The 208-page CAG report, divided into eight chapters, highlights the lapses in implementing the now-scrapped Delhi excise policy which eventually led to a loss of approximately ₹2,002 crore to the Delhi government.
The GoM, the CAG alleges, decided against the panel’s recommendation and allowed private players to handle wholesale liquor operations, among other violations.
The expert committee recommended government takeover of wholesale trade of liquor, through separate state beverage/wholesale corporation, owing to past instances of dual ownership (wholesale and retail) through related private entities and probable complicity of wholesaler in facilitating illegal liquor supply through duplicate barcodes, the report said.
Even the GoM, in its report, accepted that many wholesalers were able to acquire retail licences through proxy ownership and make it possible to indulge in the sale of non-duty paid liquor, it said.
“Still the GoM recommended issue of L-1 licenses to private players only. The reason provided in the GoM Report for not forming such government-owned wholesale corporation was that a deep study and implementation of the same would require time and till such time L-1 license should be granted to private players,” the report read.
The L-1 licences are granted for the wholesale supply of Indian liquor.
“It was noted from the finally-approved Excise Policy for the year 2022-23 that the wholesale operation was proposed to be managed by private players, which belied the claims made by (Delhi) Government that private wholesale operations was only an interim measure,” the CAG report reads on page 83.
The expert committee had suggested retention of collection of Excise Duty on per bottle basis, while altering the pricing mechanism. “However, the GoM favoured advance collection of excise duty, in the form of License fee, which was practically delinked to the actual sale of liquor,” th report reads.
Wholesale and retail licence norms
The CAG report says that the relevant provisions in the earlier Excise Policy specifically stated that no person or his family member interested in any distillery or brewery or bottling plant holding a licence for wholesale distribution shall be given a retail licence.
“However, the scope of criteria for determining relatedness was diluted in the new policy. Such dilution in the conditions of the policy resulted in grant of licenses to entities in which same persons had a common interest,” it said.
The CAG report has cited many instances where evidence of relationships between licensees/ common beneficial ownership, was observed.

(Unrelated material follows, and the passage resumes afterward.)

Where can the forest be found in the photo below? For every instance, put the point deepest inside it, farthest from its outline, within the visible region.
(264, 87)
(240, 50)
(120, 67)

In one such example, the report says that there was evidence of a relationship between M/s Indospirit, a wholesale licensee and the zonal licensee, and M/s Khao Gali Restaurants, holding two zones. Khao Gali restaurants is an associate company of M/s Indospirit Distribution Limited which has 35 per cent stake in M/s Indopsirit (wholesale licensee), the report says. Further, the director of Khao Gali was a director of an associated company of Indospirit Distribution Ltd, it says.
70% wholesale market with three entities
In an overall analysis of the supply pattern of liquor in Delhi, the CAG found that the wholesale distribution of liquor was largely controlled (71.70 per cent) by three entities, Indospirit, Brindco and Mahadev Liquor. “The former two also exclusively supply brands of United Spirits (Diageo), United Breweries (Heineken) and Pernod Ricard, three of the largest domestic manufacturers of liquor,” the report said.
It also found that of the 22 business entities holding 32 retail zones, the top eight business entities (in terms of volume of sale per zone) holding 10 zones, accounted for 44.79 per cent of the sale. In contrast, the bottom 10 zones (held by six business entities) accounted for only 16.68 per cent of sale, it said.
The CAG report also mentions of instances where a particular wholesaler supplied a ‘statistically large proportion’ of its stock to a particular zonal licensee which highlighted the risk of ‘favourable business terms’ and/or close association between these wholesale licensees and respective zonal licensees.
The dilution in the conditions of the policy resulted in grant of licenses to entities in which same persons were having common interest.
“Also, some notable instances have been pointed out where a large proportion of sale of a zonal licensee was sourced from a particular wholesaler. Whereas this might not be an issue per-se in cases of procurement from wholesalers supplying popular brands, it could have implications like brand pushing and limited consumer choice,” it said.